Los santos de Creta no debían atender a tales “mandamientos de hombres” (v.14) para no ser cautivados por el error de ellos. Los judaizantes afirmaban que no “todas las cosas eran puras”, una contradicción de la doctrina de Cristo (v.15; cf. Mar. 7:14-23; Hech. 10:15).

 “Todas las cosas son puras”

Las “cosas” de este versículo no son las cosas malas, es decir, cosas prohibidas por la ley de Cristo (1 Cor. 9:21). Tampoco son “todas las cosas que alguno pueda decir, hacer, ver, o encontrar en el mundo”. Cuando Pablo dice “Todas las cosas son puras” se refiere a objetos en general, y particularmente a los alimentos (cf. Mar. 7:3,4; Luc. 11:39,40; Rom. 14:14,20).

“Desde luego, no está diciendo que todas las cosas inmorales son puras para los puros. Este texto está mal usado. Es usado por hermanos mundanos para decir que sus prácticas mundanas no son malas en sí, sino que algunos predicadores tienen mentes impuras y que por eso para éstos son cosas malas. Se usa especialmente para defender chistes sucios, la falta de modestia, etc. Aunque sea sucio el chiste dicen que está bien si la gente no tiene mente sucia. O dicen que la prenda vergonzosa de la mujer no tiene nada que ver, sino que la mente del predicador es impura y por eso para él es impura. También así hablan del baile y otras cosas” (Wayne Partain, Sermones sobre 1 y 2 Timoteo, Tito, y 2 Corintios).

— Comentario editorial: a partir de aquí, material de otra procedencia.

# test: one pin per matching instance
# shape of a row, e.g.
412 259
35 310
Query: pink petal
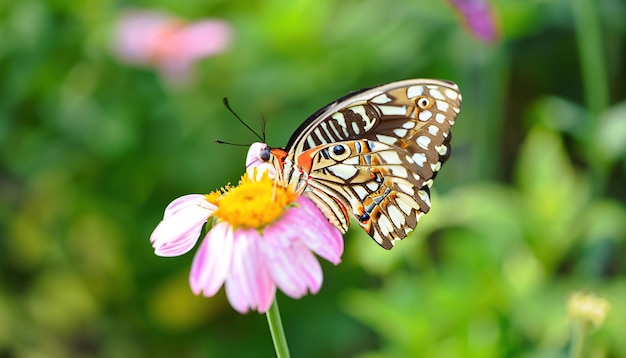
212 261
294 268
186 201
249 284
138 34
479 18
178 232
312 227
200 39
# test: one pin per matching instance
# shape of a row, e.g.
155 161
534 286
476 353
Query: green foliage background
530 208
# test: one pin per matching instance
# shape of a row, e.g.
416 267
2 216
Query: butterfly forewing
374 153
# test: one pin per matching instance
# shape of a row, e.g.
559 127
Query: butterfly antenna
241 120
229 143
263 123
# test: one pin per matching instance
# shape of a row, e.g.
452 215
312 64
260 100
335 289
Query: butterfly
373 153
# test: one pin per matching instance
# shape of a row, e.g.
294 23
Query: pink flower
478 17
169 44
263 236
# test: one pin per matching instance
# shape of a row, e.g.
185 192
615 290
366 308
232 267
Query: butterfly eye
265 154
339 149
424 102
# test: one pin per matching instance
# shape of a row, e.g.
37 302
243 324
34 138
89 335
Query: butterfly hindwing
377 181
374 153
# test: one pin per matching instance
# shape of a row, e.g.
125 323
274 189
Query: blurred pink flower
169 44
478 17
263 237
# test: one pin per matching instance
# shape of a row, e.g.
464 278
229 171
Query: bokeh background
101 126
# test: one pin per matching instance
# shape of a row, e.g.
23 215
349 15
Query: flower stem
276 328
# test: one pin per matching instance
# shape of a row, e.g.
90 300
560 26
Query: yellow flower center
253 203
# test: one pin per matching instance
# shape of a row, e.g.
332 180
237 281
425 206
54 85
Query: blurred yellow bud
589 308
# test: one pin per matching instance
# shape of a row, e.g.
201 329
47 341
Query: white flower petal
187 201
180 229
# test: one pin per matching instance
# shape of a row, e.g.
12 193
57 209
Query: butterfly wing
375 152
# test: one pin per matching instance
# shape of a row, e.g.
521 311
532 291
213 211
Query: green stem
579 332
595 82
591 54
276 328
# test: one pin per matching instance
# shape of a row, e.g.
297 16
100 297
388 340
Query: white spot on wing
443 106
318 133
396 216
423 141
393 110
381 99
391 157
404 206
414 91
399 171
400 132
386 139
372 185
407 189
419 159
341 121
385 225
424 196
433 130
451 94
355 128
425 115
376 236
360 192
343 171
436 94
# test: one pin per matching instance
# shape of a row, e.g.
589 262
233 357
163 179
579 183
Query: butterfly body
373 153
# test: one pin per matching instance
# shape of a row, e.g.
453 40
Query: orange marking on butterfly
280 155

“La frase "todas las cosas" se refiere en particular a la cuestión de carnes. Los judaizantes todavía insistían en que ciertas carnes no eran limpias, no admitiendo que la Ley de Moisés fue quitada, la que prohibía ciertas carnes. Pero nunca eran inmundas en sí, sino que fueron hechas así ceremonialmente por la Ley temporal de Moisés. En sí toda carne es pura, o limpia…
Para el cristiano, toda carne es limpia, o propia, para comer, pero los judaizantes (como también los ascéticos y ciertos conversos del paganismo) consideraban equivocadamente que ciertas carnes quedaban prohibidas. Véanse 1Tim. 4:1-5; Rom. 14:1-6; Rom. 14:20-23; 1Cor. 10:14-33” (Bill H. Reeves, Notas sobre Tito).

Conclusión

Es el corazón el que debe ser purificado para que Dios acepte nuestra vida y se agrade de nuestra conducta (Prov. 4:23). Sin embargo, cuando alguno rechaza el evangelio de Cristo, sus juicios morales corrompidos distorsionarán ante sus ojos la realidad. Es decir, cuando la mente es corrupta no puede dirigir a la conciencia, ni la conciencia puede advertir a la persona de su mala conducta para con Dios y su prójimo.

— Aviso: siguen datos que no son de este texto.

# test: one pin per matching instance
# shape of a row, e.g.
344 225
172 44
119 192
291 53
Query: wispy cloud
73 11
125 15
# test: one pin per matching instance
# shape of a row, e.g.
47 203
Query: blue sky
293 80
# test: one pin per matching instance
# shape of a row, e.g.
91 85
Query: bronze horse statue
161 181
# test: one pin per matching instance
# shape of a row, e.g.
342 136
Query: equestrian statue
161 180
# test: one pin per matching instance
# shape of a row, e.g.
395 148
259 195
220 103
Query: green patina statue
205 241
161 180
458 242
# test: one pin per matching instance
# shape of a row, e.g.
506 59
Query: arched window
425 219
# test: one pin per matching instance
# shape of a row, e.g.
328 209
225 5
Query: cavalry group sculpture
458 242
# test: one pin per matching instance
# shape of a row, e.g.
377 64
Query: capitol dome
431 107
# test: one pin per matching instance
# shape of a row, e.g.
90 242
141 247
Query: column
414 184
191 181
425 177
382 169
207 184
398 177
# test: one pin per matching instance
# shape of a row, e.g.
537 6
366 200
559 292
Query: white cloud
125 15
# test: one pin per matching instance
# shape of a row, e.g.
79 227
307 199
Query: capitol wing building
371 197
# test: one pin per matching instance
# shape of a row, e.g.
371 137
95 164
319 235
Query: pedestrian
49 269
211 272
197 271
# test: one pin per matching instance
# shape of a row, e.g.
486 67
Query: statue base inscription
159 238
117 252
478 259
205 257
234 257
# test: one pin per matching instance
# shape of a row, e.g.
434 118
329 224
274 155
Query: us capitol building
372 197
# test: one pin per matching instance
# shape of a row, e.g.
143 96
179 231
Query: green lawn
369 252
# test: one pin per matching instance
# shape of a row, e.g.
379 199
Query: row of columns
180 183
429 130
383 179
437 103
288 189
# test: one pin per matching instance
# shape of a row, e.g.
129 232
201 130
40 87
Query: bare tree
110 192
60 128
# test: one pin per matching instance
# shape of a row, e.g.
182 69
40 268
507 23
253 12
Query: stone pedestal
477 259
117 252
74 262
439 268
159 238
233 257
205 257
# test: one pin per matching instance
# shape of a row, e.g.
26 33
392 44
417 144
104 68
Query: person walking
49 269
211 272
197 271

“Los que tienen mentes sucias toman las cosas más hermosas y las cubren con una impureza indecente. Es como ver todo a través de lentes sucios… Los judíos tenían miles de reglas. Casi todo era marcado y señalado como impuro, comidas, el cuerpo, el matrimonio, los instintos normales, todos eran malignos. Había largas listas de pecados. Era pecado tocar esto o aquello (Col. 2:20). Era pecado comer esto o aquello. Llegó a ser pecado casarse y tener hijos. Convertían cosas inocentes en pecados. ¿Y cómo les afectó toda esta súper religiosidad? Sólo les hizo más orgullosos e hipócritas; es decir, en lugar de hacerles más aceptables delante de Dios, sólo aumentaban su depravación” (Wayne Partain, Sermones sobre 1 y 2 Timoteo, Tito, y 2 Corintios).

Así como ayer, también hoy, esta clase de maestros, “Profesan conocer a Dios, pero con los hechos lo niegan, siendo abominables y rebeldes, reprobados en cuanto a toda buena obra” (Tito 1:16).